2. The bicycle rack of claim 1 where, said hanger has attached to its end not attached to said lever a spreader bar at the end of which are two rotatable, swinging hooks for each bicycle intended to be held by said rack which are capable of hooking into the wheels or other parts of the bicycles and lifting said bicycles when lever is raised,

3. The hooks of claim 2 where, each said hook is padded by either a plastic coating or sleeve of material to prevent metal—metal contact and the attendant scraping of paint of the bicycle.

4. The bicycle rack of claim 1 where, said hanger has attached to its end not attached to said lever a clamp hanger, which can freely rotate, which, in turn, is attached to a clamp consisting of an upper clamp portion and a lower clamp portion, said upper clamp portion being welded or otherwise solidly attached to the clamp hanger, the two clamp portions being held together by a bolt, pop-rivet or other similar means of attachment on one side and a wing nut on the other.

5. The clamp portions of claim 4 where, each said clamp portion is padded by either a plastic coating or sleeve of material to prevent metal—metal contact and the attendant scraping of paint of the bicycle.

6. The means of anchoring and stabilizing said mounting bracket of claim 1 where, said means of anchoring and stabilizing said mounting bracket consists of holes in the back of said mounting bracket which allows said mounting bracket to be affixed in a solid and stable condition to a vertical wall, such as the side of a garage or the back of a motor home or other transportation vehicle,

7. The means of anchoring and stabilizing said mounting bracket of claim 1 where, said means of anchoring and stabilizing said mounting bracket consists of holes in the back of said mounting bracket which allows said mounting bracket to be attached to a stand, which is a sturdy, resilient piece of wood, metal, plastic or other similarly suitable material, said stand attaching at one end to said mounting bracket and having pre-drilled holes along its surface which allows it to be attached by way of bolts, screws or other similar means of attachment to a vertical wall, such as the side of a garage or the back of a motor home or other transportation vehicle,

8. The means of anchoring and stabilizing said mounting bracket of claim 1 where, said means of anchoring and stabilizing said mounting bracket consists of holes in the back of said mounting bracket which allows said mounting bracket to be attached to a stand, which is a sturdy, resilient piece of wood, metal, plastic or other similarly suitable material, said stand attaching at one end to said mounting bracket and having pre-drilled holes along its surface which allows it to be attached by way of bolts, screws or other similar means of attachment to a weighted block,

9. The weighted block of claim 8 where, said weighted block as its bottom a metal plate with pre-drilled holes which can be set over bolts and secured by nuts and washers or screwed into the floor with bolts or screws suitably strong to keep said rack from falling over in its various positions,

10. The weighted block of claim 8 where, said weighted block consists of a rectangular box with a cover, which not only is of suitable weight to stabilize the invention with said lever in all possible positions, but also where said rectangular box can serve to store items such as bicycle helmets, bicycles packs, and other like items,

11. The weighted block of claim 10 where, said weighted block has wheels or casters attached to its corner such that it can be moved around,

12. The smaller gear of claim 1 where, said smaller gear is driven by a hand crank attached to said anchoring pin,

13. The smaller gear of claim 1 where, said smaller gear is driven by a motor powered by battery or electrical power.

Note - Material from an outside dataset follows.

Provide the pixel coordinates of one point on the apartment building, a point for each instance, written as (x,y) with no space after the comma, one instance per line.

14. A telescoping adaptor clamp designed for a women's bicycle which consists of: A telescoping cylinder tube with one hollow cylinder fitting within another hollow cylinder of a slightly larger diameter, Where the cylinder tube is adjustable by having a spring embedded inside the smaller hollow cylinder which exerts constant pressure against the larger hollow cylinder, or with a clamping or tightening screw mechanism, or other adjustable mechanism, Where the diameter of the larger hollow cylinder is slightly smaller than the diameter of the lever clamp, and Two clamps, one at the end of each hollow cylinder, which consist of a clamp device tightened by wing nuts, which secure said telescoping adaptor clamp to the bars near the handlebar and seat portions of a women's bicycle.

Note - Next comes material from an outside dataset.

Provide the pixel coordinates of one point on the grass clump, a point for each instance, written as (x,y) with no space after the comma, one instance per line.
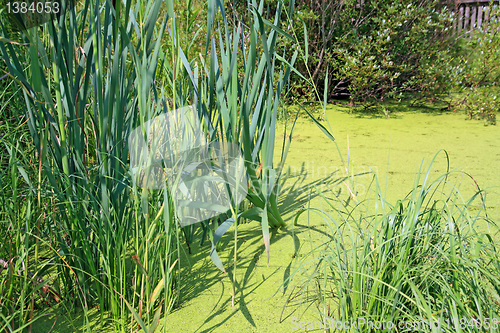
(425,262)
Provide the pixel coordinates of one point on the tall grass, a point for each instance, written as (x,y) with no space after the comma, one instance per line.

15. The telescoping adaptor clamp of claim 14 where, said clamp is padded by either a plastic coating or sleeve of material to prevent metal—metal contact and the attendant scraping of paint of the bicycle.

Description:

CROSS REFERENCE TO RELATED APPLICATIONS

[0001] None.

STATEMENT REGARDING FEDERALLY SPONSORED RESEARCH OR DEVELOPMENT

[0002] This invention was not federally sponsored.

BACKGROUND OF INVENTION

[0003] Bicycles have been a regular part of American life since the early 1900's. Due to their shape, bicycles remain one of the most difficult toys to store. There have been a number of methods of storage proposed. Most have involved a variety of racks or hooks onto which the bicycle is lifted, for example, U.S. Pat. No. 5,460,274 and the Conde Rack CR1-FS and CR1-WB. Because of the weight and unwieldy shape of the bicycle, frequently the only person who can effectively use this method of storage is a tall and fit adult, which leaves a child or small adult who wants access to his/her bicycle at all times stuck waiting for a tall adult to be available. Alternative methods include a wall-mounted stand onto which one or more bicycles are attached, where the bicycle can be moved up or down by hand power or through a pulley system, for example, U.S. Pat. No. 5,294,006 granted to Deschino, the Bicycle Rack Lean Machine by Stacks and Stacks and the Floor to Ceiling Rack by Branford Bikes. These methods of storage again require a user to be of adult size and strength, or, alternatively, require the using of a screwdriver or other time-consuming apparatus to raise and lower the bicycle. Other methods of storing bicycles, such as, by way of example, U.S. Pat. No. 4,700,845, granted to Fretter, U.S. Pat. No. 5,292,009 granted to Smith, or U.S. Pat. No. 5,449,074 granted to Paulson, involve a ceiling rack and/or hooks, onto which the bicycle is lifted, again, requiring a user to be of adult size and strong enough to lift his/her own bicycle to the rack. In short, none of the prior bicycle storage systems, to date, have effectively combined a method of successfully storing the bicycle off the floor and at the same time making retrieval of the bicycle easy for a person of small size and build.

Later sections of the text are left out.